Parquet Formatter
Formats a writer's output for use by Apache Parquet and generates one or more schema files. See Supported writer-formatter combinations.
Notes:
Encryption Policy cannot be set for the associated writer.
Data written using Parquet Formatter cannot be consumed until the target file is closed (rolls over).
Configuring Microsoft Windows to run Parquet Formatter
When Striim or the Forwarding Agent is running on Microsoft Windows, you must perform the following steps before using Parquet Formatter:
Download winutils.exe from https://github.com/steveloughran/winutils/tree/master/hadoop-2.7.1/bin to a directory on the Windows system running Striim or the Forwarding Agent.
Set the HADOOP_HOME environment variable to that directory.
Add that directory to the PATH.
Parquet Formatter properties
property | type | default value | notes |
---|---|---|---|
Block Size | Long | 128000000 | Sets the |
Compression Type | String | UNCOMPRESSED | Optionally, specify the target's compression format. Supported types are GZIP, LZO, and SNAPPY. |
Format As | String | Default | With the Default setting, a single schema file is created.
The two other settings are supported only with an input stream of type WAEvent from a Database Reader, Incremental Batch Reader, or SQL CDC reader source. A dynamic directory, folder, or bucket name must be specified in the writer (see Setting output names and rollover / upload policies). A schema file with a timestamp appended to its name is created in each directory, folder, or bucket. With S3 Writer, if both the bucket name and folder name are dynamic, each combination of bucket and folder will have its own schema file. If there is a DDL change in the source, a new schema file is created and the output file(s) rolls over.
See Parquet Formatter examples for sample schema files and output for each setting. |
Members | String | Optionally:
| |
Schema File Name | String | The fully qualified name of the Parquet schema file Striim will create when the application runs. When a dynamic directory is specified in the writer, Striim in some cases writes the files in the target directories and/or appends a timestamp to the file names. See the notes for Format As for more details. |
Parquet Formatter data type support and correspondence
The following apply when the input stream is of a user-defined type.
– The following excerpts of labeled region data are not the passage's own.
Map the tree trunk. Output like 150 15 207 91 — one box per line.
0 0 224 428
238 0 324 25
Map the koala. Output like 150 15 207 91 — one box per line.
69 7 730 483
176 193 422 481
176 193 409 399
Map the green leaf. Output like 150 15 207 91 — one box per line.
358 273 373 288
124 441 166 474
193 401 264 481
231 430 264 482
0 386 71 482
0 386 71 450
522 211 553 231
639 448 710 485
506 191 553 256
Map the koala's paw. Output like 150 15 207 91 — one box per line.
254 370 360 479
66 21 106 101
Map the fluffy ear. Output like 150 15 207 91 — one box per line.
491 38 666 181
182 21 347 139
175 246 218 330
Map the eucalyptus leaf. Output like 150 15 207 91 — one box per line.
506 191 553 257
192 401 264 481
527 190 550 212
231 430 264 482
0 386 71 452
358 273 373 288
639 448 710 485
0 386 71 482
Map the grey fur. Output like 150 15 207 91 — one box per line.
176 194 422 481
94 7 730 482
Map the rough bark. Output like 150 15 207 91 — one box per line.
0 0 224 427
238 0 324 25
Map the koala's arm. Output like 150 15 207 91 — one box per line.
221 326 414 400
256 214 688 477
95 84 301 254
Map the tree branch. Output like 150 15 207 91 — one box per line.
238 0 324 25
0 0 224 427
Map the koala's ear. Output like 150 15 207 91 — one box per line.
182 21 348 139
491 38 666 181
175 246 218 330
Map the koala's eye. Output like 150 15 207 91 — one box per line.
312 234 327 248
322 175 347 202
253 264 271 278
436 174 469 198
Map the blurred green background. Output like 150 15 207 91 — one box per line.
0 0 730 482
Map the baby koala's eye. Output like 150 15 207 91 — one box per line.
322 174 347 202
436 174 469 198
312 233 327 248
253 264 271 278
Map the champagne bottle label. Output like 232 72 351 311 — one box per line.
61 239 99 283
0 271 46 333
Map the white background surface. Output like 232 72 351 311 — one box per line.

Striim type | Parquet type | Notes |
---|---|---|
Byte | INT32 | |
DateTime | INT32 | Unix epoch (number of days from 1 January 1970) |
Double | DOUBLE | IEEE 64-bit |
Float | FLOAT | IEEE 32-bit |
Integer | INT32 | 32-bit signed |
Long | INT64 | 64-bit signed |
Short | INT32 | |
String | BYTE_ARRAY | UTF-8 |
The following apply when the input stream is the output of a Database Reader or Incremental Batch Reader source.
JDBC column type | Parquet type | Notes |
---|---|---|
Types.BIGINT | INT32 | 32-bit signed |
Types.BIT | INT32 | |
Types.CHAR | BYTE_ARRAY | UTF-8 |
Types.DATE | INT32 | Unix epoch (number of days from 1 January 1970) |
Types.DECIMAL | BYTE_ARRAY | UTF-8 |
Types.DOUBLE | DOUBLE | IEEE 64-bit |
Types.FLOAT | FLOAT | IEEE 32-bit |
Types.INTEGER | INT32 | 32-bit signed |
Types.NUMERIC | BYTE_ARRAY | UTF-8 |
Types.REAL | FLOAT | IEEE 32-bit |
Types.SMALLINT | INT32 | Unix epoch (number of days from 1 January 1970) |
Types.TIMESTAMP | INT32 | |
Types.TINYINT | INT32 | |
Types.VARCHARCHAR | BYTE_ARRAY | UTF-8 |
other types | BYTE_ARRAY | UTF-8 |
The following apply when the input stream is the output of an Oracle Reader source.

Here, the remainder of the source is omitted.